I went over and stood next to him. Though it was my first time in the village, I thought it must feel like any other night at the end of winter — the faint, insistent barking of a dog, the air fragrant, almost nostalgic, with woodsmoke — but somewhere out there in the dark was a figure on horseback, a huge, hunched figure with a gash for a mouth, the black flames of his cloak flickering behind him, and I felt the urgency of the situation, and the hopelessness, and a panic twisted through me, fast and incomplete, like a lizard that has lost its tail.

I nearly missed the turning that led out along the ridge. A white track, hemmed in by vines and olive trees. Stars crowding the heavens. And such a stillness that I didn’t feel I was outside at all, but in a space that was enormous yet enclosed — a ballroom, perhaps, or a cathedral. The chink of my horse’s bridle, the scuff and shuffle of her hooves. That dog still barking in the distance. Not much else. A turmoil inside me, though: my heart was making more noise than the rest of the world put together. I came over a rise in the land. A pair of cypresses stood out against the sky. Then the sharp, clean line of a roof. That was where Sabatino Vespi lived.
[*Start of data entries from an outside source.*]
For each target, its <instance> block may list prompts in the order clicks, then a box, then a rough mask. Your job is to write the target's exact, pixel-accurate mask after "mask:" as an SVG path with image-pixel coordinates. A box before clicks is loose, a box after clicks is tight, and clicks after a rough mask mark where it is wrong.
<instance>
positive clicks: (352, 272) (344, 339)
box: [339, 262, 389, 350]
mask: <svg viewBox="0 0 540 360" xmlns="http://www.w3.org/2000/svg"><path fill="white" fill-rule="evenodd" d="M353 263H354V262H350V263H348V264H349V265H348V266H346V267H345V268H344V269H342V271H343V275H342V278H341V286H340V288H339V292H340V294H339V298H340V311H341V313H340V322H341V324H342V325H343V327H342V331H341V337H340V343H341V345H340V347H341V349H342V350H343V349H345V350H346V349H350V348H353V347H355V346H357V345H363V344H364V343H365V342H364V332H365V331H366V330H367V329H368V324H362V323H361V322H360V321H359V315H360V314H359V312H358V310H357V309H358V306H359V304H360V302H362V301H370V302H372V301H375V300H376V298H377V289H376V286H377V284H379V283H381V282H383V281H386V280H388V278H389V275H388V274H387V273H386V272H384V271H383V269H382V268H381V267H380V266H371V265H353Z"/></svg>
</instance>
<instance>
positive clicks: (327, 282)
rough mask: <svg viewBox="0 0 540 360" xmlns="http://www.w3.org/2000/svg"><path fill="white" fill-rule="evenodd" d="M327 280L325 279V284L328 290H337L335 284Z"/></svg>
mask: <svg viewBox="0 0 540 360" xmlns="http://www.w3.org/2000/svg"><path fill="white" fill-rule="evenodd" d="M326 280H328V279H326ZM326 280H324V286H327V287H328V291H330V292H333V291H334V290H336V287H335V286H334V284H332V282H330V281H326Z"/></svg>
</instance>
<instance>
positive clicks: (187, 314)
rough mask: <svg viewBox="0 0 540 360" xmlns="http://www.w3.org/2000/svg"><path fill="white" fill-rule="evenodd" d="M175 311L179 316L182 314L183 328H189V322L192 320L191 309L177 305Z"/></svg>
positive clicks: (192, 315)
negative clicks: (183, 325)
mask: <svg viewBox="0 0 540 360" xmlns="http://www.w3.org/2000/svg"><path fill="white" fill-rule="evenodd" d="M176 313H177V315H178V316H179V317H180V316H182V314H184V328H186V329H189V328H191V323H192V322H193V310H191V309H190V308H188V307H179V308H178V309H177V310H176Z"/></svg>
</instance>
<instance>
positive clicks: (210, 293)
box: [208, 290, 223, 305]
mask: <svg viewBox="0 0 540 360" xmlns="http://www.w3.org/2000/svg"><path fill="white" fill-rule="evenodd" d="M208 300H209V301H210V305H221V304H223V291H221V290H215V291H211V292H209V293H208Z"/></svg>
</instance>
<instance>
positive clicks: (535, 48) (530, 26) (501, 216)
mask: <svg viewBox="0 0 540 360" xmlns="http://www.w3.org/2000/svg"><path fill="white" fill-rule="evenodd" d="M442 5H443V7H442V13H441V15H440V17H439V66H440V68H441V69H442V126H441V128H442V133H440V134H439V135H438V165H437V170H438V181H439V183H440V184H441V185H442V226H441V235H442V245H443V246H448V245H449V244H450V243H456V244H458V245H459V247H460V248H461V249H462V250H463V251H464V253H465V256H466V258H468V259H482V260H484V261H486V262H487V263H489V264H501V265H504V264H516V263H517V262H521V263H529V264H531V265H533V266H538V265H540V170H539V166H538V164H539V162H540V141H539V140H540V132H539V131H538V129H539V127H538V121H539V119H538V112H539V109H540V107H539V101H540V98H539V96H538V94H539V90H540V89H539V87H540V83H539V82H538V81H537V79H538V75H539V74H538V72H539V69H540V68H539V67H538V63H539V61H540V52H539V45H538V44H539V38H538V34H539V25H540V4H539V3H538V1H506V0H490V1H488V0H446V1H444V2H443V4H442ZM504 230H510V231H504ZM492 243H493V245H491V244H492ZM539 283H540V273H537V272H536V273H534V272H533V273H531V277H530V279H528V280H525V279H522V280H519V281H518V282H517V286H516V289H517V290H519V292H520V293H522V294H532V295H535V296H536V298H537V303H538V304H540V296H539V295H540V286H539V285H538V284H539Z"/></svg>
The track dipped down and veered to the right. A gap opened in a tangled hedgerow. The ghost house appeared below, crouching on cleared ground, the pale, hooded shapes of the crete seeming to glow in the darkness beyond it, across the valley. No lights showed in the windows, and all the shutters were closed. If Faustina was there, she was doing her utmost to conceal the fact.